The recommended system specification for running SVL Simulator (locally) are as follows:
- at least 4 GHz Quad core CPU
- NVIDIA GTX 1080 (8GB memory) or higher
- Windows 10 (64-bit), Ubuntu 18.04 (64-bit), or Ubuntu 20.04 (64-bit)
While lower-specification hardware may be able to run SVL Simulator, there may be issues with the performance required to interface properly with a user’s System Under Test.
SVL Simulator is currently supported for Windows (64-bit) and Linux (64-bit). For optimal performance, Windows is recommended.
Currently, the full functionality of SVL Simulator in Developer Mode (in Unity Editor) is supported on Windows only. End-to-end automatic simulations using PythonAPI Runtime template or Visual Scenario Runtime template are supported on Linux only.
On Windows, SVL Simulator requires a graphics card that supports DirectX 11. On Linux, SVL Simulator requires a graphics card that supports Vulkan 1.1.
If running Apollo or Autoware on the same system as the Simulator, it is recommended that the GPU have at least 10GB of memory.
If running Apollo or Autoware on a different system as the Simulator, a gigabit connection between the systems is required (a gigabit switch is sufficient, gigabit internet is not required).

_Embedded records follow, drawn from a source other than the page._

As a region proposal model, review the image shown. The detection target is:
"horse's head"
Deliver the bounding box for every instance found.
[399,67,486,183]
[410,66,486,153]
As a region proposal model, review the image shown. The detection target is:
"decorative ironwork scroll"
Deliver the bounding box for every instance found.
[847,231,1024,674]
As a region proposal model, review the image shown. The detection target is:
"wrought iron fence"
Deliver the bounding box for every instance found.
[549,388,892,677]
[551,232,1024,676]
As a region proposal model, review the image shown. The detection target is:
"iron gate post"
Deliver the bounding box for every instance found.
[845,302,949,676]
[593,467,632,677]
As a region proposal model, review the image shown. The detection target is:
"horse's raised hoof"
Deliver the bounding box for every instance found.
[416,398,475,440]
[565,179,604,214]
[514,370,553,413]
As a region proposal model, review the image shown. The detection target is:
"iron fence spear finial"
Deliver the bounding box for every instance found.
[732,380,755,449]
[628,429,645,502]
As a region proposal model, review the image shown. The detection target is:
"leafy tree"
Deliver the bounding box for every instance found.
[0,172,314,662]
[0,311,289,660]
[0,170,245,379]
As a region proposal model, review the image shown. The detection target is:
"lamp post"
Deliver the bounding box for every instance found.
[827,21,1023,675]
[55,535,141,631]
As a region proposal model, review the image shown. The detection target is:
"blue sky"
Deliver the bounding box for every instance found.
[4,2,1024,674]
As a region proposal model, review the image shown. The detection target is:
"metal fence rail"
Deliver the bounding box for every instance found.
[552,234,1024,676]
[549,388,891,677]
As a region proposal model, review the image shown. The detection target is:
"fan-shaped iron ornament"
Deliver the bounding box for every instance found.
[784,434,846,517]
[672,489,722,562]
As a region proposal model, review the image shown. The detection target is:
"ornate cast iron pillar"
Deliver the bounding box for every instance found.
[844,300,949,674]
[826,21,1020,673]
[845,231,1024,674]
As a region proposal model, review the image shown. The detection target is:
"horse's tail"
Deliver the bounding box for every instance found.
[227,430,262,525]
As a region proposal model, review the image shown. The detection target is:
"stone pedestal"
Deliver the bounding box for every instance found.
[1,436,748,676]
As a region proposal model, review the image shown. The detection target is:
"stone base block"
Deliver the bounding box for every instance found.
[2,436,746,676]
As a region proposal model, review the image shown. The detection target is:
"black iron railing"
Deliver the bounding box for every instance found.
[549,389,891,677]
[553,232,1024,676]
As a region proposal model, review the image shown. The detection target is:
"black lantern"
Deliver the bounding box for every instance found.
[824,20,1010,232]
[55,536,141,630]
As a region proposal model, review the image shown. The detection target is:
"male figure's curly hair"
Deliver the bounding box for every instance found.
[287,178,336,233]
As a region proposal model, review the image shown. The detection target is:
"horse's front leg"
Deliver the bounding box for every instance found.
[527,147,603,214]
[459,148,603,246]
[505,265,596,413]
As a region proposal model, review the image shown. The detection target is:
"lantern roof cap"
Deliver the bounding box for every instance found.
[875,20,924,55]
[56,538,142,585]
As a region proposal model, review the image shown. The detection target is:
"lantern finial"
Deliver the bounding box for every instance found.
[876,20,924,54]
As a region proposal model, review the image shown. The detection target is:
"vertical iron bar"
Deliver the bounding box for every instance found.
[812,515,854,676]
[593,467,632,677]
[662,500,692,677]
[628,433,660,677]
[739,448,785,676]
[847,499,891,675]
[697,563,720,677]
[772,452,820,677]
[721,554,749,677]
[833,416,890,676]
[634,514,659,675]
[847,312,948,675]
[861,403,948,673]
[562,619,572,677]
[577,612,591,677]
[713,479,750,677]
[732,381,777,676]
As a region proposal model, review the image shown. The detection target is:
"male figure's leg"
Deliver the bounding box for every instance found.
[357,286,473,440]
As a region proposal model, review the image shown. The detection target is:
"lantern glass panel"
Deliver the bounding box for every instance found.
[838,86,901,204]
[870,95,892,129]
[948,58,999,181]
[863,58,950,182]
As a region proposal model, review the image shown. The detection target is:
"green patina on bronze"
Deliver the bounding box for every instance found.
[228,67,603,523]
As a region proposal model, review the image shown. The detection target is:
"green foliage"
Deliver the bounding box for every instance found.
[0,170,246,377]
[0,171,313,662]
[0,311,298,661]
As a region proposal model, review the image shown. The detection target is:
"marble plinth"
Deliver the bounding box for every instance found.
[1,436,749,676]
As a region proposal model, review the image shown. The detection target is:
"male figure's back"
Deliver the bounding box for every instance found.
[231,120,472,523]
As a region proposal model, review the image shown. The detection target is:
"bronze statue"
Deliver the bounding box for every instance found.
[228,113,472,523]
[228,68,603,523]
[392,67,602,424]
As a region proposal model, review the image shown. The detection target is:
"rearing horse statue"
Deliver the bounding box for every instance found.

System and graphics performance varies tremendously from lightweight gaming laptops to high end graphics workstations. There are many different hardware factors that can influence overall performance including CPU model, clock frequency, number of cores, system RAM, GPU model and available GPU memory. In addition, the Simulator configuration (environment, vehicle, number and type of sensors) can affect performance, as well as the autonomous software configuration (e.g. enabled modules).
Keep an eye on CPU load, system memory, and GPU memory. Running out of any of these can cause a variety of problems such as low frame rates or autonomous software modules being unable to function. The minimum goal for real time simulation should be 15fps (or the desired sensor frame rate) since that will avoid dropping frames for critical sensors like camera and LiDAR sensors. For complex multi-sensor simulations, refer to the Distributed Simulation docs for information on multi-machine (multi-GPU) distributed simulation.
While it is possible to run sophisticated autonomous software stacks like Apollo or Autoware on the same machine that runs SVL Simulator, it will challenge even the highest performing systems. For best results, the Simulator should be run on a separate machine from the autonomous software.
If it is not practical or possible to run autonomous software on a separate machine then you might want to consider using ground truth sensors in place of perception and traffic signal modules, as documented in Modular Testing. This will greatly reduce the CPU and GPU requirements of an autonomous stack such as Apollo and increase the likelihood that you can run it on the same machine with SVL Simulator.